Bookkeeper accused of stealing $500,000 from employer

HANCOCK COUNTY, Ind. – A business owner trusted his bookkeeper to keep things in order.

But when he stumbled across the devastating truth—that she’d stolen more than $550,000 from him over the years—he couldn’t believe it.

He told investigators that “never in a million years” would he have suspected Jennifer Horton would “do something like this.”

Horton is formally charged with theft and fraud in Hancock County. She’s accused of stealing $555,968 from 2014 to 2022. The money came through salary overpayments ranging from $25,000 in 2014 to $110,573 in 2021.

The business owner contacted the Hancock County Sheriff’s Office in December 2022 after realizing Horton had stolen thousands of dollars from his business. She’d used a company credit card to make unauthorized purchases and also put her husband—who owned a lawncare business and was paid from a separate business account—on the payroll with an annual salary in excess of $50,000.

The business owner, who told police he didn’t think Horton was capable of such deception, became suspicious when he asked Horton for the passcode for the company’s American Express account. She was “very hesitant” with the information and didn’t turn it over.

While she was on vacation, the business owner contacted American Express and learned the company’s balance was over $65,000. Horton had used the company card to pay for cable at the office as well as her own house, according to records from Comcast.

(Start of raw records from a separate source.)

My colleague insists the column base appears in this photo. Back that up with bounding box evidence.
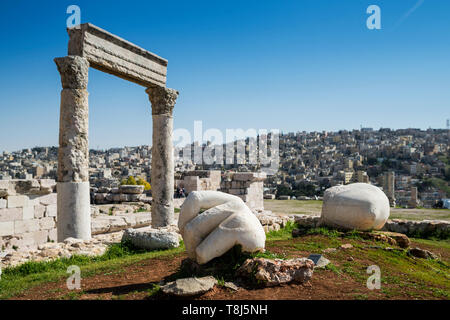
[57,181,91,241]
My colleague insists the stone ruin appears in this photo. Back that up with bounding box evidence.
[176,170,266,213]
[0,179,58,249]
[54,23,178,241]
[176,170,222,195]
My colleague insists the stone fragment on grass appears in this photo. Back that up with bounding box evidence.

The business owner also discovered that an ex-employee’s credit card was still in use. The man had left the company a while ago and turned everything in, including his American Express card. It appeared Horton never deactivated it and continued to use it, according to court documents. There were several gas station purchases made with the card.

The business owner asked Horton for payroll information. Instead of providing it, she canceled the account and “deleted the app from computers,” he said. Horton also “emptied files/records that were kept in the office as well as deleted a file on [the owner’s] laptop that contained employee’s start dates and other records,” according to court documents.

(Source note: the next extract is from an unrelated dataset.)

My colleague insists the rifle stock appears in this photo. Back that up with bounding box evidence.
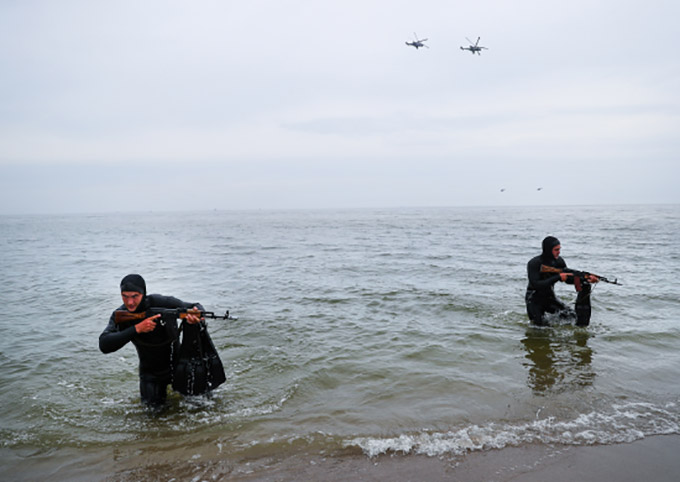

The revelations were “devastating,” the owner told investigators. He considered Horton a friend and said she “sat next to me this whole time and I had no idea.”

Payroll records Horton provided to her employer showed she made a modest salary of $525 per week, which amounted to $27,300 a year. She eventually received a raise to $600 per week ($31,200 annually) in 2021 and another to $743 per week ($38,636 annually) in 2022.

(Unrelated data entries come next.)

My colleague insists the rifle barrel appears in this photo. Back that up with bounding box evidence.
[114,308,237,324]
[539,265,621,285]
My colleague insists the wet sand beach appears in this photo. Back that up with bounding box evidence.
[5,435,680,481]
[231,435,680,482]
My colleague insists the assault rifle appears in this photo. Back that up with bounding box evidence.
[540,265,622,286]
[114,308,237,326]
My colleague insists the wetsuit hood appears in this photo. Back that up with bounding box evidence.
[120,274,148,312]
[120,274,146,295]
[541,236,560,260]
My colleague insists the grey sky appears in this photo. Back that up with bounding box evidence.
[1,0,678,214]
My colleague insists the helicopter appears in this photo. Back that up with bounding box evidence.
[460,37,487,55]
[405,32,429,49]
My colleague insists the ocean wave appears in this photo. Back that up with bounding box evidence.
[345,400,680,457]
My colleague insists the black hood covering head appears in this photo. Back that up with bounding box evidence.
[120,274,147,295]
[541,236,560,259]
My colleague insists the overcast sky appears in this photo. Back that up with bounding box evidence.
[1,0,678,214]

But her W-2 forms told a much different story. In 2014, for example, she reported $52,300 in income from her employer—an overpayment of $25,000. Those overpayments continued in large amounts through 2022, according to tax records. The owner also discovered Horton’s husband had been added to the payroll in 2021 and 2022 as a full-time employee.

The business paid Horton’s husband about $1,200 a year out of a separate account to mow the lawn. He was never hired as a full-time member of the staff, the business owner told investigators.

Horton and her husband eventually sold their home in Hancock County and moved to Kentucky. The Hancock County Prosecutor’s Office filed the case on March 15, although Horton didn’t make her initial appearance until March 27, according to court records.

She’s next due in court for an pretrial conference on April 25, with a jury trial tentatively scheduled for July.